Welcome to Blindspot season one, Side B. Let’s do a quick State of the Union.
At the end of the mid-season finale, Jane, the FBI’s official tattooed-lady freakshow, was saved by Tree Tattoo — a.k.a. her flashback fiancé, a.k.a. Oscar. He kills creepy Carter and reveals a video of old Jane, who explains to new Jane that she orchestrated this whole complicated mess for herself. The only other thing you need to remember is that, prior to being kidnapped and waterboarded, she shared a chaste kiss with Weller. Yawn.
Onto the main event. We get a few behind-the-scenes snippets of Jane’s body sleeve, rendered surgical with tight, precise shots of a tattoo gun, ink pots, and hospital equipment, all while Beardo (R.I.P.) and Tree Tattoo look on. And, then — blamo! — we’re back where we left Jane and Oscar in some subterranean CIA den. As she beats Oscar into submission (the waterboarding having lent her the perfect smudgy-eye makeup), he explains that she should trust him, distrust the FBI, shrug her detail, and rendezvous later so he can reveal more.
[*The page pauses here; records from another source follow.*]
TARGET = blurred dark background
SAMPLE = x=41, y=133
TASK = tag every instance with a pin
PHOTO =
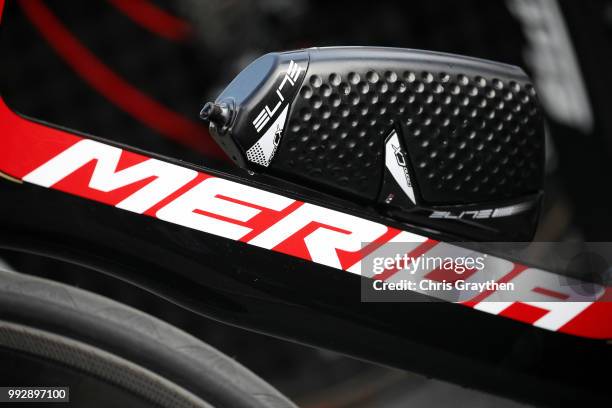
x=138, y=72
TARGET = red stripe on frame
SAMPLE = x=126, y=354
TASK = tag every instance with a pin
x=154, y=19
x=115, y=88
x=415, y=253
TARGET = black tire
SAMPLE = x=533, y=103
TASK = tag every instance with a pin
x=116, y=344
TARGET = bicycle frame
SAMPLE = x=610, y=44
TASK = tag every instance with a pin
x=279, y=259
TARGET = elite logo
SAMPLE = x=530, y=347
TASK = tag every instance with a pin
x=290, y=77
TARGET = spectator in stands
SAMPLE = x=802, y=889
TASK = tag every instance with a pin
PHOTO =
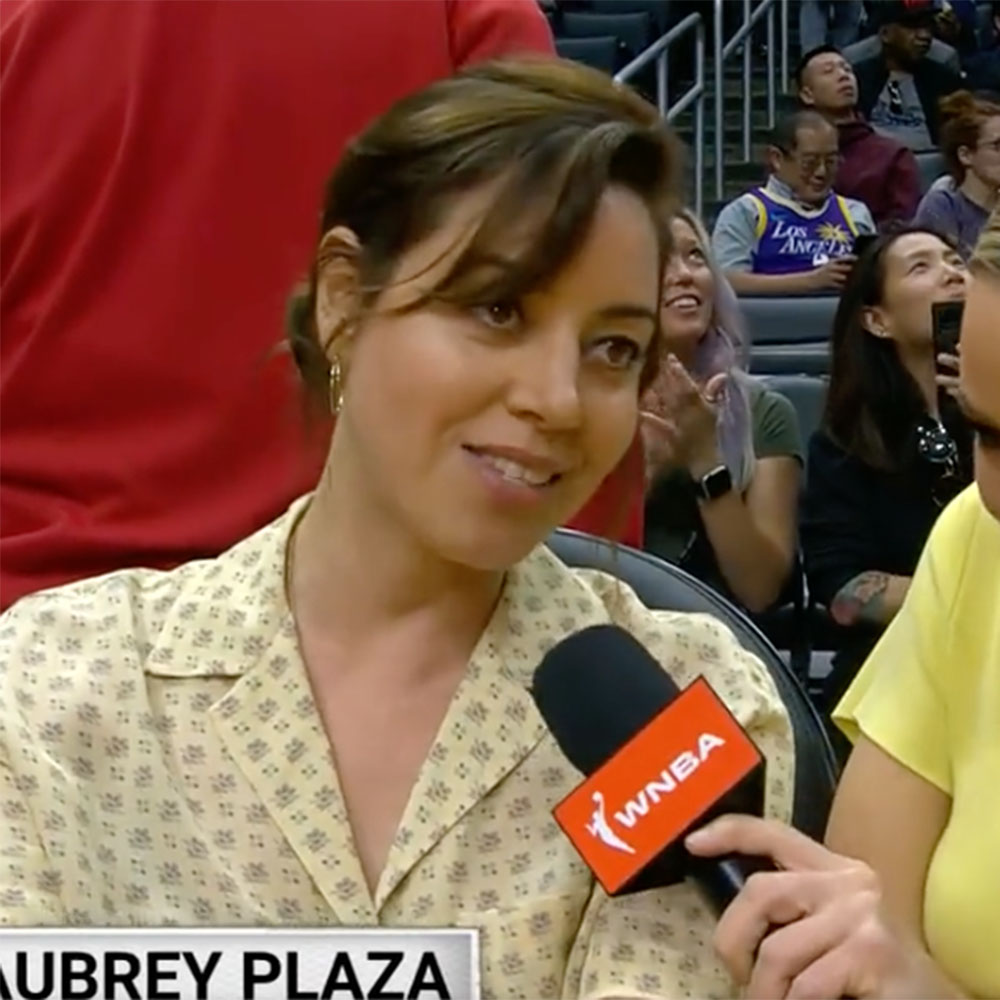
x=982, y=68
x=902, y=902
x=900, y=88
x=816, y=29
x=970, y=141
x=147, y=255
x=893, y=448
x=874, y=169
x=794, y=235
x=723, y=451
x=331, y=724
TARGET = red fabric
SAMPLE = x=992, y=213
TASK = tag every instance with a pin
x=878, y=171
x=162, y=170
x=616, y=510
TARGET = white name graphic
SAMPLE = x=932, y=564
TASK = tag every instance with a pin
x=253, y=964
x=677, y=771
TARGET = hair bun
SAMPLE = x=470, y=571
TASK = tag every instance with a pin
x=957, y=104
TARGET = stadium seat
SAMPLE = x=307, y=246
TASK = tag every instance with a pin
x=931, y=165
x=600, y=53
x=789, y=334
x=660, y=584
x=633, y=31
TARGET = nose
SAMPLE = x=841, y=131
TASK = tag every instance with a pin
x=677, y=271
x=544, y=380
x=953, y=274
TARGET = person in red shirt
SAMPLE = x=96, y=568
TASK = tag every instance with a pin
x=161, y=167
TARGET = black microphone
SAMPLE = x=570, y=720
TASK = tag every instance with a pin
x=621, y=720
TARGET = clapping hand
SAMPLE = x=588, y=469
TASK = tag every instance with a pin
x=679, y=418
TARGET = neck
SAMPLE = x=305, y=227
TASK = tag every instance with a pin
x=922, y=368
x=978, y=191
x=893, y=63
x=842, y=116
x=356, y=573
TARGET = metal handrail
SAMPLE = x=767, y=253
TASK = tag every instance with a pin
x=695, y=94
x=724, y=51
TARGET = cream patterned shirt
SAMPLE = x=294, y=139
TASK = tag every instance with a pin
x=162, y=762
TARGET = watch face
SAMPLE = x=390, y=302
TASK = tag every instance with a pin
x=717, y=483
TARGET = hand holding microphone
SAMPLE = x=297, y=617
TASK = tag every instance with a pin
x=814, y=928
x=796, y=920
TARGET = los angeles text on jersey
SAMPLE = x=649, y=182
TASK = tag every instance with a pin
x=365, y=968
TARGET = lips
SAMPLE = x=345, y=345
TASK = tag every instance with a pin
x=685, y=301
x=518, y=466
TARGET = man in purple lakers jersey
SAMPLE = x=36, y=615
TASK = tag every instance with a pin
x=794, y=235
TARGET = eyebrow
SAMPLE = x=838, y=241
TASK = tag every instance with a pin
x=627, y=310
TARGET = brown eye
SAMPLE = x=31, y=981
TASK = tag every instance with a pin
x=618, y=352
x=499, y=315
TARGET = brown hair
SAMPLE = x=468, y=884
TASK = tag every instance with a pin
x=962, y=116
x=553, y=134
x=872, y=402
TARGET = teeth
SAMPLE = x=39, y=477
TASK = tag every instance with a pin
x=516, y=472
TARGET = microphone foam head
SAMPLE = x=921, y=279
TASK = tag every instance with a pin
x=596, y=689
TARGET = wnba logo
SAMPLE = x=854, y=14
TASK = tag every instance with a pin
x=680, y=769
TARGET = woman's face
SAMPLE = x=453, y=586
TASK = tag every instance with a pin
x=920, y=269
x=980, y=377
x=984, y=159
x=688, y=291
x=479, y=430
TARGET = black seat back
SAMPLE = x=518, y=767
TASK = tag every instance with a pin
x=634, y=31
x=930, y=163
x=662, y=585
x=789, y=334
x=599, y=53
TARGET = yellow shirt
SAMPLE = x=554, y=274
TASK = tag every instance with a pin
x=162, y=761
x=930, y=696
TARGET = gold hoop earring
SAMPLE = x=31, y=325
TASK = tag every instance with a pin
x=336, y=387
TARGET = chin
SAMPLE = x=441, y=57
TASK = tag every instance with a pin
x=492, y=549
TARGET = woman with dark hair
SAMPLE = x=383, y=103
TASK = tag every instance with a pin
x=893, y=448
x=332, y=723
x=958, y=205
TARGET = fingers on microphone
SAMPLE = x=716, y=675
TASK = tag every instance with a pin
x=752, y=835
x=793, y=961
x=767, y=899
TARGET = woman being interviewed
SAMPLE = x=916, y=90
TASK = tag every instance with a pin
x=331, y=723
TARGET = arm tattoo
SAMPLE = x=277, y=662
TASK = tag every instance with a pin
x=861, y=599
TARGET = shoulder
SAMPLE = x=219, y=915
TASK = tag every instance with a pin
x=827, y=456
x=774, y=422
x=745, y=207
x=107, y=620
x=859, y=212
x=939, y=197
x=964, y=537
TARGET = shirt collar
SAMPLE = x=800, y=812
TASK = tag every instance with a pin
x=777, y=187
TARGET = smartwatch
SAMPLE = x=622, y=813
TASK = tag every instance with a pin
x=714, y=484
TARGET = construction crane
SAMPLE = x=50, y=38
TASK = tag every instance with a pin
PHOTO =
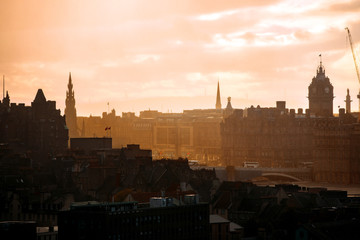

Clearly, I — err, Jane — remembers him from her sex dream, and finds a piece of herself wanting to believe him. Thank you for foiling any future sloppy Weller kisses, Tree Tattoo.
The next day, Weller wants to talk about their kiss. The staff psychologist, Dr. Borden, wants to talk about her everything. Jane stonewalls them on both counts, and, of course, there’s always a new case to distract everyone from the lame, fake sexual tension with boring-pants Weller. This time, it’s led by a series of numbers on Jane’s upper thigh, which the grieving Patterson (R.I.P. David) has decoded as coordinates that lead the FBI to a chain of islands in the Black Sea.
And so begins a conflation of headlines lifted from a decade of the 24-hour news cycle.
Cut to Weller’s team off the coast of Turkey, happening upon a missing Asian airplane, on an uninhabited island, in a hanger ruled by a band of pirates. It’s a complicated scheme, but the pirates have essentially stolen the plane in order to launch a rocket that will disable the U.S. military’s satellites, crippling America’s ability to identify a coming attack. There’s an overly long escape scene that includes a cattle prod, a narrowly thwarted beheading, a MacGyver’d Morse code, and Jane and Weller climbing aboard the highjacked plane as it takes off, rocket in tow.
Meanwhile, the newly introduced chief inspector Jonas Fisher questions Patterson about the fallen David’s involvement in classified FBI matters. An insecure, aging government hipster in a three-piece suit, Fisher attempts to suspend Patterson, whom he sees as a pawn in his plan to hijack Mayfair’s job. As usual, Patterson proves herself invaluable by decoding Zapata’s Morse message, hacking into the plane’s loudspeaker system, and helping Jane land the stolen aircraft safely. Fisher lays off for the moment, but promises — like a perfect villain — to be back for Mayfair soon.
When she gets back to the FBI office, Jane — looking not even a bit jetlagged — asks Mayfair to call off her detail. (She agrees, though I’m not sure it’s a real agreement.) Weller then corners her, asking for a late-night meeting at a park near his place. Walking around Brooklyn, Jane comes to a painfully literal crossroads and decides to stay faithful to her meeting with Oscar, leaving Weller to brood along by the East River.
Finally, though without hard evidence, it’s revealed that Jane is indeed Taylor Shaw. And if she wants to learn more, she’ll have to blindly follow the plan Oscar claims she constructed for herself.
Tattoo Meanings:
- A series of numbers on one of Jane’s upper thighs is pi, with a few missing numbers. Those absent digits are longitude and latitude coordinates, which pinpoint a series of islands in the Black Sea.
Blindsides:
- Thanks, Reddit nerds. The anagram of this episode’s title, “Cease Forcing Enemy” is “In Case of Emergency.” Remember, this is the first phrase in a series of sentences made up by each episode’s anagram.
- I should have realized that, with the killing of Creepy Carter, Zapata was off the hook.
- When Patterson was with Jane and Weller in the plane, I could have sworn she said she had the Air Force on the line. But she ended up knowing how to land the plane herself, so whatevs.
- Patterson does not appreciate being questioned on her math skills. This was a cute bit of writing for the show’s cutest — and smartest — character.
- Speaking of writing, it’s gotten better. Or maybe I still have Stockholm Syndrome from November. The dialogue can still be painfully obvious — such as any time Weller and Jane interact — but overall, it’s quicker, catchier, and even a little bit funny.